Daher stimmt das mit dem "Impressionismus" auch nicht, dem man den Komponisten zurechnet, ihn damit gleichsetzend mit seinen Zeitgenossen aus dem Bereich der "plein air"-Malerei. Abgesehen davon, dass diesem Begriff damals etwas Abschätziges innewohnte: Debussy meinte mit seiner Melodie etwas anderes. Sie ist Expression wie Impression. Wie könnte sie denn überhaupt etwas anderes sein als das in Musik gefasste Ausdrücken eines Eindruckes!

Außerhalb der Zeit

Das ist gewiss kein neuer Standpunkt, jedoch einer, der dem Eindruck gegenüber dem Ausdruck keineswegs den Vorrang gibt. Demnach geht der Musiker weit über seine malenden Zeitgenossen hinaus. Dies aber durchaus nicht in dem Sinne, dass er Formen des "Expressionismus" vorausnähme.

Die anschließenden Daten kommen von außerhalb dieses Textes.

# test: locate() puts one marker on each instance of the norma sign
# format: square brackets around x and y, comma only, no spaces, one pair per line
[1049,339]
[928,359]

So steht er ganz eigentümlich - vergleichbar seiner Mélisande - außerhalb der Zeit und ihrer temporären Forderungen. Allerdings nicht in der Naivität seiner Heldin, sondern wohl abwägend aus einem ihm zur Verfügung stehenden großen Fundus schöpfend. Das macht jene Modernität, die durch ihn zur Welt kam, so unspektakulär im Vergleich zu jener Schönbergs oder Skrjabins.

Aber gerade dies garantiert eine nachhaltige Wirkung und Auswirkung. Ravel und Messiaen beispielsweise, aber auch die so ganz anders gearteten Ungarn Bartók und Kodály beginnen ihren modernen Weg bei Debussy. Bei ihm, welcher der Musik des folgenden Jahrhunderts das Geschenk der "luminosité et clarté" gemacht hat.